Wednesday, December 19

The sweet transit from hope to heaven

Not all that long ago I posted a sound track or a pheromone or some damn thing about a very talented musician, Sara Bareilles. She has become a favorite of mine with songs like "Gravity." I would be wild about her music even if I had not since discovered that I have 2 degrees of separation with her through my daughter Adrienne, lately of LA.

But this weekend I found something special. We've all seen scenes like this before. Permutations of them are in Jimmy Cliff's The Harder they Fall, in every movie ever made about a country legend, from Coal Miner's Daughter to Walk the Line and in great books like Peter Guralnick's Elvis bio.

But here it is in real life, the real life of someone who has just now been pouring her passion into her art day after day, week after week, year after year, and here is the moment where she makes the sweet transit from hope to heaven.

Can anyone with a creative bone in his body not be inspired?

It is just an unbelievably cool moment.

Meanwhile, back here on Sherman Street in Tip O'Neil's old neighborhood....

Okay, tough segue here, but can I crow for just a minute? Can I?

Yes. Thank you.

I mentioned a day or two ago that I've been getting some writing done and feeling good about it.

There's this little article that I wrote 3 weeks ago as little more than a market test for a prospective book. I posted it and priced it at $2.99. It does not have a catchy title or any steamy scenes. It is called "
20 Effective Steps to Publishing a Kindle Edition of Your Book or Document: How to Connect Your Amazon Kindle Book with Readers." See what I mean?

Well, this morning it is #278 on the Amazon bestseller list for Kindle books of all subjects, categories, and lengths. That is not top 10 or anything like that, and it may not last more than a few hours, but for this fleeting moment means it is surrounded on the Amazon list by much weightier books like Blaze by Stephen King, Angels & Demons by Dan Brown, The Overlook by Michael Connelly, The Lay of the Land by Richard Ford and A Free Life by Ha Jin. (I didn't include any links to those boys, because I don't want those ornery cusses trying to leapfrog me!)

I have a lot of work left to do, since the article is just one chapter of
Beyond the Literary-Industrial Complex: Using the Amazon Kindle's Publishing Platform to Unleash a 21st Century Movement of Writers, Readers and Publishers. (Have you noticed that I don't whisper my titles?)

So I will keep at it.
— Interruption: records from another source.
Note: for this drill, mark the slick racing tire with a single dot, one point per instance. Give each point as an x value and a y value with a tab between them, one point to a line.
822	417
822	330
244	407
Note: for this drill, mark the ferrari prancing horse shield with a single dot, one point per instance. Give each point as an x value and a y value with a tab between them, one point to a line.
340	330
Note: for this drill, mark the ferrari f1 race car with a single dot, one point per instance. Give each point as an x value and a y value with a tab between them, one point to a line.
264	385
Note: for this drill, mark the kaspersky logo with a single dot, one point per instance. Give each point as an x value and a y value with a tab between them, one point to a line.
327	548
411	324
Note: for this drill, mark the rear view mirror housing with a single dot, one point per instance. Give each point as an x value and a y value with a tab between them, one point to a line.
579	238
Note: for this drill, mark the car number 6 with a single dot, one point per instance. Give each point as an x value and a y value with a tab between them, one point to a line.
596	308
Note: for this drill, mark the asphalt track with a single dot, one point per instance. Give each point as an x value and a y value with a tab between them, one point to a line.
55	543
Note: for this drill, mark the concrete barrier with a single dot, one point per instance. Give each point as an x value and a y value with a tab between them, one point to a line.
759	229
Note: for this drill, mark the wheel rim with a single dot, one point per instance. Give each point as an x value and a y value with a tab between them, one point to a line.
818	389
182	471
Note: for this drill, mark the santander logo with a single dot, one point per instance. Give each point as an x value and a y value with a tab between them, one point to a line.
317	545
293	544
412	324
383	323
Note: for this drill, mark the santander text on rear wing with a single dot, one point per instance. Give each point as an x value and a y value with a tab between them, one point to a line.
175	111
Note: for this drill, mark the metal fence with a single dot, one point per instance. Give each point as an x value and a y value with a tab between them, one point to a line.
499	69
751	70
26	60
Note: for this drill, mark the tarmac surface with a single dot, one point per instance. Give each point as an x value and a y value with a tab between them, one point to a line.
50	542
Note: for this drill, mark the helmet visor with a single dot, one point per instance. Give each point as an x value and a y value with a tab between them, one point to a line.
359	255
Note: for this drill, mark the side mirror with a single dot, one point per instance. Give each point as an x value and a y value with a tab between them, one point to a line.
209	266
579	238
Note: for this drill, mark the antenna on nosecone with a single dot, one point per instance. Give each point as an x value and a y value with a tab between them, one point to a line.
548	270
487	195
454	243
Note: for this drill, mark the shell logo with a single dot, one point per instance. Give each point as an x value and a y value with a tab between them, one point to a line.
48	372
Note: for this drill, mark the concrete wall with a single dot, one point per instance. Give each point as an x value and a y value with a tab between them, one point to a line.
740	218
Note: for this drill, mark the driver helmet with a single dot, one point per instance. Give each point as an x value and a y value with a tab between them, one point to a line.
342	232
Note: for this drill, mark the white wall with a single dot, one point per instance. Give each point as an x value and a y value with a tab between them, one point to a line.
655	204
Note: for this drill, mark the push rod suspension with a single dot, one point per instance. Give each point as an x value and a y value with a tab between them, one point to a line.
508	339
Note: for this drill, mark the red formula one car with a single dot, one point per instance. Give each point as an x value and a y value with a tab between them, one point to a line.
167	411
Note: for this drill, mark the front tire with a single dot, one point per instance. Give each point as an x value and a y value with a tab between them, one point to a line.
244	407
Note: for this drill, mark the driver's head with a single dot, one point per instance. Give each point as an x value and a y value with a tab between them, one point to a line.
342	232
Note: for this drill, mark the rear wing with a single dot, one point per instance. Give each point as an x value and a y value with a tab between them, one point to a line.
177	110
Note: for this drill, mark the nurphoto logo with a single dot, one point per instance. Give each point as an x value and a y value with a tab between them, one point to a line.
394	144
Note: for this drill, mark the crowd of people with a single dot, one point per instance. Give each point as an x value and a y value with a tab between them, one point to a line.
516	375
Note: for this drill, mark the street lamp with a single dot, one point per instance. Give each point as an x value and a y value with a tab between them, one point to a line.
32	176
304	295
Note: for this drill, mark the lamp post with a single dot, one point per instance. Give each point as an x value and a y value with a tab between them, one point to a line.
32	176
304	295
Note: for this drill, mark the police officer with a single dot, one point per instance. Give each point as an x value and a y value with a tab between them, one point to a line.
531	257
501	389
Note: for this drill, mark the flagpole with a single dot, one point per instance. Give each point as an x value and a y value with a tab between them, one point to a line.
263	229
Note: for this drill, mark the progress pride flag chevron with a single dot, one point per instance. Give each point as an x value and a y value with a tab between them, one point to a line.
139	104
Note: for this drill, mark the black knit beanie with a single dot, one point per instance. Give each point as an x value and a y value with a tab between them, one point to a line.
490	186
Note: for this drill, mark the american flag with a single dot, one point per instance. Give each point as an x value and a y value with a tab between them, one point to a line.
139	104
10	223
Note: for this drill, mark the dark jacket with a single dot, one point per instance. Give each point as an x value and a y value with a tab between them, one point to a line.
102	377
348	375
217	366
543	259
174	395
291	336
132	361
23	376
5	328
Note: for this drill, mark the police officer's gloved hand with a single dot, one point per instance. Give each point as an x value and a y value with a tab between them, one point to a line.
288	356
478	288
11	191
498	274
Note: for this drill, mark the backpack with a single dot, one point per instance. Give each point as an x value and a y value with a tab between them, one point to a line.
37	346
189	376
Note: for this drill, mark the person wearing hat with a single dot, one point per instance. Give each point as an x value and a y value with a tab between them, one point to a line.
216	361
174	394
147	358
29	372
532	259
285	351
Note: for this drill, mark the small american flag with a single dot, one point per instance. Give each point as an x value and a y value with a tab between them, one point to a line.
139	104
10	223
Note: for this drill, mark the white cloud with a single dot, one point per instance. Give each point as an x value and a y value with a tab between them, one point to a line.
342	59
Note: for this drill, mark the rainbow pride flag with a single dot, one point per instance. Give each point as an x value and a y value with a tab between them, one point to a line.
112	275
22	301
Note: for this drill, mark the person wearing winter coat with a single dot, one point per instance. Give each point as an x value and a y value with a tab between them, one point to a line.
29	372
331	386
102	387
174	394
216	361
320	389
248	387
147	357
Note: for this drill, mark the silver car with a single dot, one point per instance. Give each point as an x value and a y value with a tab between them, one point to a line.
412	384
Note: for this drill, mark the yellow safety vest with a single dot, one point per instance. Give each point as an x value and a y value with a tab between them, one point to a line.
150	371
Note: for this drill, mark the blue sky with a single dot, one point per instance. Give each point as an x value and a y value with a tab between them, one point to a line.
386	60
But one of these days maybe I will have to pull over to the shoulder of the highway so the band and I can listen the first time our single gets played on the radio!

Today's soundtrack

One day when I was 16 my Bible teacher at Mount Hermon handed me a book called The Beautiful Losers by some guy named Leonard Cohen. There was a 10 pm "lights out" curfew for juniors so I stayed up all night in the bathroom reading it. I had never done that before, but I didn't want to leave the strange, spiritual and carnal world Cohen had created in some far-off place, was it Toronto or Montreal?

Like I say, I had never heard of Cohen. Then the very next summer I took my girlfriend to see Judy Collins at the Melody Tent in Hyannis and who was playing the piano? Yep, Leonard Cohen. Things that make the world seem smaller. It was her concert, but as the concert went on one could sense that the guy playing the piano meant a lot to her. Finally she asked him to sing a couple of songs with her, and this was one of them. His voice was not strictly melodious, but hey, after Dylan, anything goes. He is a talented guy, and when I say there is also something a tad lucky about him I do not mean to denigrate his enormous talent in any way. Maybe lucky like Sam Shepard is lucky, or even Lyle Lovett.


This video is nice. When I look more closely, it almost seems to be my life.